DiscreteGapStatistic

DiscreteGapStatistic estimates the number of clusters from (multiple choice) categorical response format data given any clustering algorithm extending the well-known gap statistic using a discrete distance based approach.

Installation

You can install the development version of DiscreteGapStatistic from GitHub with:

# install.packages("devtools")
devtools::install_github("ecortesgomez/DiscreteGapStatistic")

Example: Math Anxiety Data

Summarization and Data Exploration

Basic usage of DiscreteGapStatistic is shown using likert’s Math Anxiety data.

library(DiscreteGapStatistic)
library(dplyr)
#> 
#> Attaching package: 'dplyr'
#> The following objects are masked from 'package:stats':
#> 
#>     filter, lag
#> The following objects are masked from 'package:base':
#> 
#>     intersect, setdiff, setequal, union

Libraries are uploaded. Questions are lightly reformatted and the categories are shortened.

## mass dataset is loaded automatically with DiscreteGapStatistic

massQ <- colnames(mass)
massQsh <- c('Gender',
             'Q1: Math Interesting', 'Q2: Uptight Math Test', 'Q3: Use Math In Future',
             'Q4: Mind Goes Blank', 'Q5: Math Relates to Life', 'Q6: Ability Solve Math Probls',
             'Q7: Sinking Feeling', 'Q8: Math Challenging', 'Q9: Math Makes Me Nervous',
             'Q10: Take More Math Classes', 'Q11: Math Makes Me Uneasy','Q12: Math Favorite Subj.',
             'Q13: Enjoy Learning Math', 'Q14: Math Makes Feel Confused')

massData <- mass
colnames(massData) <- massQsh
Cats <- setNames(object = c('SD', 'D', 'N', 'A', 'SA'),
                 nm = c('Strongly Disagree', 'Disagree', 
                        'Neutral', 
                        'Agree', 'Strongly Agree') )
massData <- data.frame(Gender = massData$Gender,
                       apply(massData[, -1], 2,
                             function(x) Cats[as.character(x)] %>%
                                factor(levels = Cats)),
                       check.names=FALSE)
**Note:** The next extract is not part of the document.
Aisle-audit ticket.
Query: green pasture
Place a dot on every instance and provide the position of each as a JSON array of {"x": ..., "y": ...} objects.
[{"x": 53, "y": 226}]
rownames(massData) <- c(paste0('F', 1:2), paste0('M', 1),
                        paste0('F', 3:11), paste0('M', 2),
                        paste0('F', 12), paste0('M', 3),
                        paste0('F', 13), paste0('M', 4:5),
                        paste0('F', 14), paste0('M', 6))

Likert Heatmap

The dataset is visualized using a heatmap similar to the one produced by likert::likert.heatmap.plot.

library(ggplot2)
likert.heat.plot2(massData[, -1],
                  allLevels = Cats,
                  text.size = 1.5)+
   labs(title = 'Math Anxiety Data Likert Heatmap Summary')+
   theme(axis.text = element_text(size = 6), 
         title = element_text(size = 6))

Distance Matrices

Five categorical distance functions are introduced to quantify dissimilarities/discrepancies between two categorical vectors (see function distancematrix). The following table describes the available distances and the names used within the package.

#> 
#> Attaching package: 'kableExtra'
#> The following object is masked from 'package:dplyr':
#> 
#>     group_rows
Distance Name
Hamming hamming
chi-square chisquare
Cramer’s V cramerV
Hellinger hellinger
Bhattacharyya bhattacharyya

The resulting distance matrix from a rectangular dataset can easily be displayed and organized using heatmaps. The following plots visualize the massData using the defined distances with the function distanceHeat. This function only requires the dataset object and the name of the distance. It can also take advantage of the options and functionalities available in the pheatmap function (see the code below) from the pheatmap R package [@kolde2019]. For instance, by default, the columns are clustered using clustering_method = 'complete' but this parameter can be specified according to pheatmap’s options. Different aesthetic options are exemplified in the plots below using the introduced distances.

distanceHeat(x = massData[, -1], distName = 'hamming',
             main = 'Hamming Distance\nMath Anxiety Data', fontsize = 6.5)

distanceHeat(x = massData[, -1], distName = 'cramerV',
             main = "Cramer's V Distance\nMath Anxiety Data", fontsize = 6.5, 
             show_rownames = FALSE, cluster_rows = FALSE, cluster_cols=FALSE)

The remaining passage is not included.